Calculation of salary needs to limit houses

Asked

Viewed 554 times

1

An employee of a company receives salary increase annually: It is known that:

This employee was hired in 1995, with initial salary of R $ 1.000,00;

In 1996 he received a 1.5% increase over his initial salary;

From 1997 (inclusive), wage increases always correspond to twice the percentage of the previous year.

Make a program that determines the employee’s current salary.

After completing this, change the program allowing the user to enter the employee’s initial salary.

My code:

salario = int(input('Digite o salário do funcionário: '))
ano = 1996
porcentagem = 1.5/100
salario_1 = salario
while ano <= 2020:
    salario = salario + (porcentagem * salario_1)
    ano += 1
    porcentagem += porcentagem
print(salario)

My real doubt is how to limit the print of an integer (Ex.1234567, and only appear --> 123), because the output of my code comes out a little strange sometimes. With the salary being 1000, the output is: 503317465.0 (and I doubt that’s even the right result).

  • Did the answer solve your question? Do you think you can accept it? See [tour] if you don’t know how you do it. This would help a lot to indicate that the solution was useful to you. You can also vote on any question or answer you find useful on the entire site

1 answer

4

There are some problems in this code. Besides being too complex, it does not do what the statement asks and produces the correct result. The issue of formatting is just a point that won’t make it correct.

There are several ways to format, I will put one, it is not the most modern, but the whole code is not the most idiomatic even. Just like you can use a more elaborate formula, but I believe that’s not the goal.

Just remembering that for real monetary values can not do this way, since Python has by default numeric type with binary floating type that has no accuracy and they do not lend themselves to if this type of task, would have to use another type or juggle with integer (which wouldn’t even work when asking for simple data entry), but for exercise is ok.

salario = 1000
ano = 1996
while ano <= 2020:
    salario *= 1.015
    ano += 1
print("{0:.2f}".format(salario, 2))

Behold working in the ideone. And in the repl it.. Also put on the Github for future reference.

When the exercise is given so it makes little sense because you don’t need a code to do that, you have all the data and it can be calculated without code, but if you’re going to do the code I would make it as simple as possible, only artificially keeping the values already known to calculate, then would use the compound interest formula.

print(f"{1000 * (1.015 ** (2020 - 1996 + 1)):.2f}")

And continuing what you ask later I could do just this:

print(f"{int(input('Digite o salário do funcionário: ')) * 1.45095:.2f}")

I did not treat possible typing error that would invalidate the entry and generate exception.

  • And I’d have a tip on how to make the code more idiomatic?

  • 1

    That would be another question and change everything, I put the form with f strings to help, and the loop would be done with for, but actually the exercise is bad because it doesn’t need code, so I have to artificially impose a limit as far as I’m going to reduce. If reduce to the limit nothing needs to be written. I did one now using formula, but I think it was not the object, fault the exercise be bad.
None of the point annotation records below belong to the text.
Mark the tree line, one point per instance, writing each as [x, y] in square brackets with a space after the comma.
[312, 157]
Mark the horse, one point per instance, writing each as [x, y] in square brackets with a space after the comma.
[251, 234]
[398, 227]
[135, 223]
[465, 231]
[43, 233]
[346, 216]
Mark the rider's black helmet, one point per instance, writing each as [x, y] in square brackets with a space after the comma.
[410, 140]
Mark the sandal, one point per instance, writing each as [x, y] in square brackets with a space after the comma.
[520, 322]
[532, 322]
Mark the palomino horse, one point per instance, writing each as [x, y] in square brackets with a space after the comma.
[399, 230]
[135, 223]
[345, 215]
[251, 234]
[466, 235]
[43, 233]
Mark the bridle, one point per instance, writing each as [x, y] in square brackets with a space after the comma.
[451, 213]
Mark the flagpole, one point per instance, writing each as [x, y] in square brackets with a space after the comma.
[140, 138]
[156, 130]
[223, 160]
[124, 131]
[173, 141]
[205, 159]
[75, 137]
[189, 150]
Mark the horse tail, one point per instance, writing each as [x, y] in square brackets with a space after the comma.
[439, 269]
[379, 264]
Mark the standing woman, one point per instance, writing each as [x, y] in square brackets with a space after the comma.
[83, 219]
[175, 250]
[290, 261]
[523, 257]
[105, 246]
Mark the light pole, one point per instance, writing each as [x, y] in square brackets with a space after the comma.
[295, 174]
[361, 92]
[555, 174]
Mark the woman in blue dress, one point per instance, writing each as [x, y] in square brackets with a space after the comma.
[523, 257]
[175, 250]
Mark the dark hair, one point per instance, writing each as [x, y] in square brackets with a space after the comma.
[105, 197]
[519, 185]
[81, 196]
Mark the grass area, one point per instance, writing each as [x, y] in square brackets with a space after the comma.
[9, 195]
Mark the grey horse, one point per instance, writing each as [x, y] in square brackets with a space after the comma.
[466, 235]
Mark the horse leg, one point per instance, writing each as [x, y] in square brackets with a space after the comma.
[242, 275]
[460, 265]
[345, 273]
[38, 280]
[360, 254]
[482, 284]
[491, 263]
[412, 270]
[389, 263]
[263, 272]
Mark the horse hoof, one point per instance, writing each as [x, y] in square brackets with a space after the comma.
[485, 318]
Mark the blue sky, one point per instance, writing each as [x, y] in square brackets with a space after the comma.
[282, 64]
Then you’d have to start inventing impositions just to make it work.

  • just remembering that if you want exact decimal numbers in Python they are available in the module decimal, then the phrase "because Python has numbers with floating type binary that has no accuracy and does not lend itself to if this type of task" is incorrect. And even if there was no decimal module, traditionally one emulates a fixed point monetary value using an integer, which allows monetary accounts in virtually any language, including C or Python - but integers with no size limit make things much easier in this approach.

  • 1

    So that means Python nay have numbers with binary floating type? It would be the only way my statement is wrong. The only statement I made is that it has. I didn’t say you can’t do it any other way and get the right result.

  • Python uses the standard binary "double' flute point of the C compiler used. The statement you made is the one I put in quotes - and the reading is that the subject of the part that ends in "...and does not lend itself to this kind of task" is the language, not the data type. In the sentence as it is, replace Python with : "because this language has numbers with binary floating type that is not exact and does not lend itself to this type of task" - which language nay would fit? Cobol, maybe.

  • Pinching a part of the text to make its statement be true is not a very fair thing, the text was there whole, to be interpreted as a whole not only with a part.